Геополитические проекты Г. А. Потемкина - Ольга Елисеева
Шрифт:
Интервал:
Закладка:
Важно отметить, что Иосиф II сразу же выделил Сегюра среди других представленных ему дипломатов и совершал с ним длительные пешие прогулки, делясь с французским послом своими впечатлениями и политическими видами. Сам Сегюр объясняет такую необычную для монарха откровенность тем, что «имел счастье понравиться» Иосифу. Однако, вероятно были и другие, более веские причины, заставлявшие графа Фалькенштейна, взяв посла Франции под руку, уверять его в миролюбивом отношении Австрии к Турции, которой покровительствовал Версаль. «В разговорах со мной он дал мне понять, что мало сочувствует честолюбивым замыслам Екатерины, - писал Сегюр об Иосифе П. - В этом отношении политика Франции ему нравилась. «Константинополь, - говорил он, - всегда будет предметом зависти и раздоров, в следствии которых великие державы никогда не согласятся насчет раздела Турции» {454}. Заметно стремление австрийского императора, с одной стороны, успокоить французский кабинет, а с другой - показать свою независимость по отношению к планам союзницы.

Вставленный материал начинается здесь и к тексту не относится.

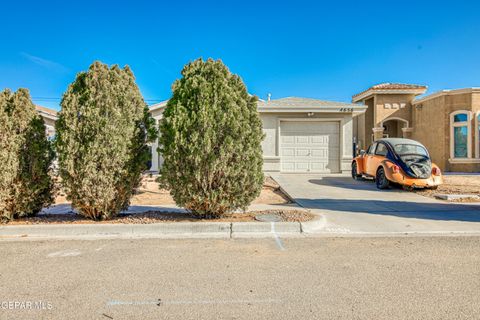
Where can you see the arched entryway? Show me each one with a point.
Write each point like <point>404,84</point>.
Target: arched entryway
<point>394,127</point>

Херсон потряс путешественников и заставил на время замолчать даже самые злые языки. Сегюр описывает практически оконченную крепость, казармы, адмиралтейство с богатыми магазинами, арсенал со множеством пушек, верфи и строящиеся на них корабли, казенные здания, несколько церквей, частные дома, лавки, купеческие корабли в порту {455}. Английский дипломат сэр Алан Фиц - Герберт доносил оттуда в Лондон: «По видимому, императрица чрезвычайно довольна положением этих губерний, благосостояние которых действительно удивительно, ибо несколько лет назад здесь была совершенная пустыня. Князь Потемкин, конечно, позаботится о том, чтоб представить все с наилучшей стороны. Вчера мы любовались тремя большими кораблями… Суда эти немедленно отправляются для присоединения к флоту в Севастополь» {456}.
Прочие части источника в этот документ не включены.